Though he had winced at the mention of his town, “Duncan,” Ryan liked that the man didn’t talk down to him, and when he said as much, Lopez smiled.
“Judging from what you told the captain, you’ve had a lot more experience fighting these things than anybody else in my unit. You and your pal there have earned the respect of a lot of American servicemen today.”
Ryan liked how that sounded. He glanced over at Bones, who was tethered to one of the seats of the helicopter by a nylon web belt one of the soldiers had attached to his collar. The shepherd looked dead to the world splayed out on the floor of the helicopter, despite the thunderous noise of the blades overhead.
“What were those things that attacked us?” Ryan asked Sergeant Lopez. Sgt. Lopez sighed, as if Ryan was bringing up the one sore subject on the day.

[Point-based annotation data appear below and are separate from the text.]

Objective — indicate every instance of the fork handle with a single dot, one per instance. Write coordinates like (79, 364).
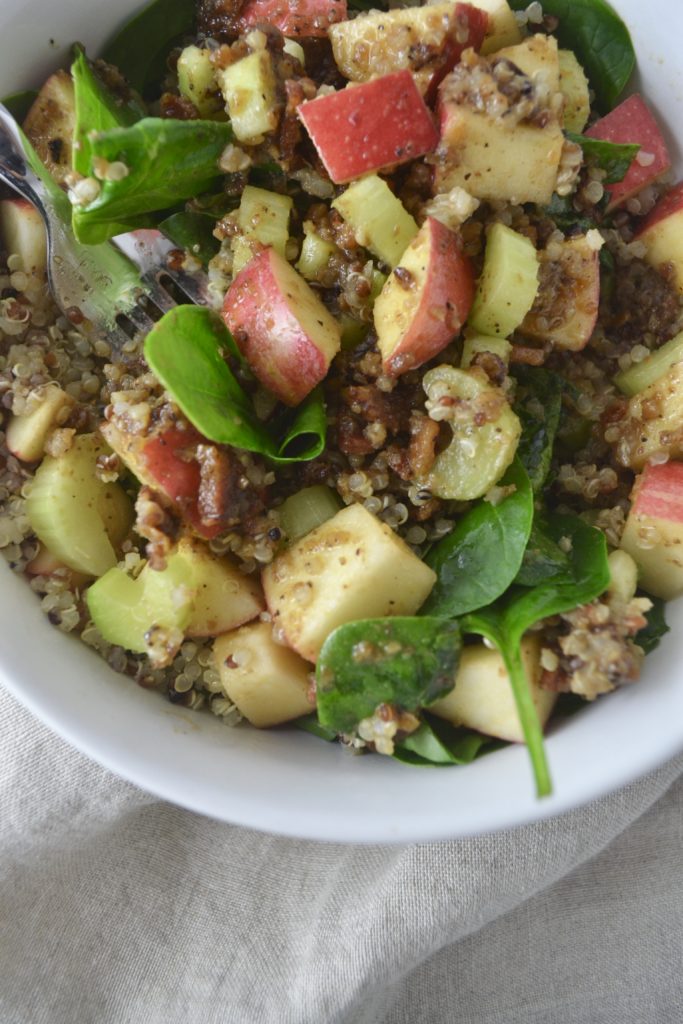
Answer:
(14, 168)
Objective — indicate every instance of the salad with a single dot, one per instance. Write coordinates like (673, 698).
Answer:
(411, 479)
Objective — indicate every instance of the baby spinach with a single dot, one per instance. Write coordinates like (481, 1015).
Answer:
(185, 350)
(505, 623)
(193, 231)
(407, 662)
(599, 38)
(140, 48)
(167, 161)
(479, 559)
(438, 742)
(613, 158)
(649, 637)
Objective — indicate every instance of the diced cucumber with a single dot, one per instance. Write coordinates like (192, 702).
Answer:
(378, 219)
(197, 82)
(508, 284)
(127, 610)
(478, 453)
(80, 519)
(307, 509)
(573, 85)
(641, 375)
(251, 94)
(315, 253)
(480, 343)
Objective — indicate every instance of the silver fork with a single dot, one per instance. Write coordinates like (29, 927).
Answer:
(119, 289)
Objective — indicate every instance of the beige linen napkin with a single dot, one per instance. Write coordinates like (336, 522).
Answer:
(118, 908)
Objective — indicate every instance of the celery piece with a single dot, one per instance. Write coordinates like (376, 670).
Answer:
(79, 518)
(508, 284)
(127, 611)
(307, 509)
(641, 375)
(481, 343)
(378, 218)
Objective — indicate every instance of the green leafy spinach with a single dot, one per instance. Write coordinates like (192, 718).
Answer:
(479, 559)
(185, 350)
(407, 662)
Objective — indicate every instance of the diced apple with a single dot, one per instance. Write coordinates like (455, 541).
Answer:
(653, 534)
(566, 306)
(493, 158)
(223, 597)
(23, 233)
(573, 86)
(250, 90)
(503, 29)
(282, 328)
(427, 41)
(28, 431)
(633, 121)
(146, 614)
(353, 566)
(663, 235)
(79, 518)
(425, 301)
(294, 17)
(482, 696)
(537, 56)
(378, 218)
(484, 437)
(49, 124)
(165, 461)
(653, 421)
(508, 285)
(268, 683)
(371, 126)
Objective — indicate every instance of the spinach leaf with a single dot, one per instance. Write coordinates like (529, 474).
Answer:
(139, 49)
(544, 559)
(648, 638)
(505, 623)
(438, 742)
(613, 158)
(599, 38)
(18, 103)
(193, 231)
(167, 161)
(479, 559)
(185, 350)
(408, 662)
(539, 406)
(96, 110)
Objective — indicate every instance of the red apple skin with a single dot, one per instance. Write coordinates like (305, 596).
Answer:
(633, 121)
(435, 304)
(476, 23)
(281, 327)
(367, 127)
(296, 18)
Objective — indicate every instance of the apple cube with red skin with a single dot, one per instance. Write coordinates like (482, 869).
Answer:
(653, 532)
(565, 312)
(165, 462)
(663, 235)
(294, 17)
(425, 301)
(283, 330)
(370, 126)
(633, 121)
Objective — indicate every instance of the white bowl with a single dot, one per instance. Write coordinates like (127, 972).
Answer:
(291, 782)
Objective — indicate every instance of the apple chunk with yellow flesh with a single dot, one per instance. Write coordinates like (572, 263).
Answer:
(425, 301)
(653, 534)
(663, 235)
(283, 330)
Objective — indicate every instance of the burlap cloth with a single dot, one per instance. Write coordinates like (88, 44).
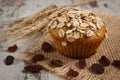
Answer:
(110, 47)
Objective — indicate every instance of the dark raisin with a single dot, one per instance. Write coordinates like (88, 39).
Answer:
(33, 68)
(46, 47)
(93, 3)
(97, 69)
(38, 57)
(116, 63)
(82, 63)
(104, 61)
(12, 48)
(57, 63)
(9, 60)
(72, 73)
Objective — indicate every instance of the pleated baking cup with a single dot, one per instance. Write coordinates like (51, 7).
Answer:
(78, 49)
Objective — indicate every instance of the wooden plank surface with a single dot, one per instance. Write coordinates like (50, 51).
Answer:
(13, 9)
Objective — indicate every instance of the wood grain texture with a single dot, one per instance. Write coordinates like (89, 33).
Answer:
(14, 9)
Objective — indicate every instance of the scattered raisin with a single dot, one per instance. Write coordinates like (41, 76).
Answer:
(97, 69)
(12, 48)
(72, 73)
(93, 3)
(46, 47)
(33, 68)
(82, 63)
(38, 57)
(9, 60)
(57, 63)
(116, 63)
(104, 61)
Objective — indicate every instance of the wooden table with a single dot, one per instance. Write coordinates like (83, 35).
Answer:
(13, 9)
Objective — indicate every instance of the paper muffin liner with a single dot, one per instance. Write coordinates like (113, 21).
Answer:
(78, 49)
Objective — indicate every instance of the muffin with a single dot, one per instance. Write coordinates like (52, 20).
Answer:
(77, 33)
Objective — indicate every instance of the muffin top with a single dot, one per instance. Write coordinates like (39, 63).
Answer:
(73, 23)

“That’s just it. We have no idea,” he replied. “We’re calling them ‘Stage 3s’ or ‘MBNS,’ Multi-Body Non-Sentients, which is one of the most laughable bits of bureaucratic-speak I’ve heard. We just call them Multipedes, just, well…because. Whatever the virus or parasite or whatever it is that’s been infecting people has been mutating throughout the day, causing their hosts to mutate as well. Tissue samples they took off the first Stage 2 bodies that came in are night-and-day different from ones they took off Stage 2s that came in as little as an hour later. What they’re really afraid is, well, these multipedes might not be the end of it. No one knows what they’re looking for out there.”